Assignment 5: Tidying and Transforming Data

Overview

What does it mean to you, as a passenger to be on a delayed flight ? Yes, the frustration, anxiety and temptation to lodge a complaint is very natural (unless you are like me, who would like to sleep for those few extra minutes). But ever wondered, what it means to the airlines ?

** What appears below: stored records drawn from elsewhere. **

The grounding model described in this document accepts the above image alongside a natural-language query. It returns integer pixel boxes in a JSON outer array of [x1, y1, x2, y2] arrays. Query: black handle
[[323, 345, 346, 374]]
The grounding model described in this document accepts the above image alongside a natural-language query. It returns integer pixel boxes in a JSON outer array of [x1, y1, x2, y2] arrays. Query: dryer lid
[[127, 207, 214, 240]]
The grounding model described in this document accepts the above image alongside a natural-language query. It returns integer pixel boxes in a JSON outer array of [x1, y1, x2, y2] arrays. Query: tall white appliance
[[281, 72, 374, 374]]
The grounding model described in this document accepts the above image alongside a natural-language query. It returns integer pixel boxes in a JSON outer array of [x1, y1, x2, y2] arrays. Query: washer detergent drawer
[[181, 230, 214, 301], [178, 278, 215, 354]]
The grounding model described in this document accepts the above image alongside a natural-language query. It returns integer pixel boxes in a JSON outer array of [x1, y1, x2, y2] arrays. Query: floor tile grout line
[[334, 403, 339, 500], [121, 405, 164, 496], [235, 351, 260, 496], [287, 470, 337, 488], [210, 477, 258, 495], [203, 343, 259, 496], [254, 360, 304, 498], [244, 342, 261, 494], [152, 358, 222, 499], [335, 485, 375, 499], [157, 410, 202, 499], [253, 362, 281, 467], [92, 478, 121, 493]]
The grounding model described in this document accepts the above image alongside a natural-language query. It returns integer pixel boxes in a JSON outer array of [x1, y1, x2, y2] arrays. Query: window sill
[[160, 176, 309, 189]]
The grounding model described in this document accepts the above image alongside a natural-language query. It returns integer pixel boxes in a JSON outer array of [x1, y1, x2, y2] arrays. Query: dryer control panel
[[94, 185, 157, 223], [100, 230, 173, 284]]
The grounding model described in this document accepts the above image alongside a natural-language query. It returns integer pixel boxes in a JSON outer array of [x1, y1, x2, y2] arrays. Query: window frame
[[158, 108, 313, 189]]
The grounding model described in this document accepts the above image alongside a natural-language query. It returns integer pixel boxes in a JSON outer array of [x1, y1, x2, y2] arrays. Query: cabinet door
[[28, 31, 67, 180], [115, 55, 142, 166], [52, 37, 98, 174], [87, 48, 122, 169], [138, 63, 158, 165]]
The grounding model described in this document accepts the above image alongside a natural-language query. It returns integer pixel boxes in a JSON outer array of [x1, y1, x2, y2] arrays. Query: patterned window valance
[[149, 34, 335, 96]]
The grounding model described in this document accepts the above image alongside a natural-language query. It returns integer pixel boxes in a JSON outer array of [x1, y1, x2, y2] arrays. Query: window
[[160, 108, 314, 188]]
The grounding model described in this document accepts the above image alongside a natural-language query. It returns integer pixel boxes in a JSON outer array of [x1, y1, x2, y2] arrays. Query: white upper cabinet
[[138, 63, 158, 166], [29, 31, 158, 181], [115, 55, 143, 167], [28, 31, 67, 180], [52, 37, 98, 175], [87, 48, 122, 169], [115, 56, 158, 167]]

Recognizing the significant strain placed by flight delays on the U.S. air transportation system, in August 2008 the Federal Aviation Administration (FAA) commissioned five NEXTOR universities (UC Berkeley, MIT, George Mason University, the University of Maryland and Virginia Tech) and the Brattle Group to conduct a comprehensive study on the total delay impact (TDI) in the United States.

In 2007, domestic flight delays were found to cost the U.S. economy $31.2 billion in 2007, including $8.3 billion in direct costs to airlines, $16.7 billion in direct costs to passengers, $2.2 billion from lost demand and $4.0 billion in forgone GDP.Source:airlines.org

Let’s pick two airlines specifically and analyze their delay times.

Read the CSV dataset

Step 1 is to load the csv from the github library and to load the required R libraries.

knitr::opts_chunk$set(eval = TRUE, results = FALSE)

library(RCurl)
library(knitr)


flights_url <- getURL("https://raw.githubusercontent.com/BharaniNittala/DATA-607/master/flights_dataset.csv") 
flights_raw <- read.csv(text = flights_url)

knitr:: kable(flights_raw)

X	X.1	Los.Angeles	Phoenix	San.Diego	San.Francisco	Seattle
ALASKA	on time	497	221	212	503	1841
	delayed	62	12	20	102	305
		NA	NA	NA	NA	NA
AM WEST	on time	694	4840	383	320	201
	delayed	117	415	65	129	61

Tidy the data with tidyr

library(tidyverse) 

#Tried 'fill' but somehow it did not work, so have to try rudimentary way  
airline <- c("ALASKA","ALASKA", "","AM WEST","AM WEST")

flights_raw[1] <- airline

col_name <- colnames(flights_raw)
tall_raw <- gather(flights_raw,col_name[3:7],key = "Destination",value = "Total_flights", na.rm = TRUE)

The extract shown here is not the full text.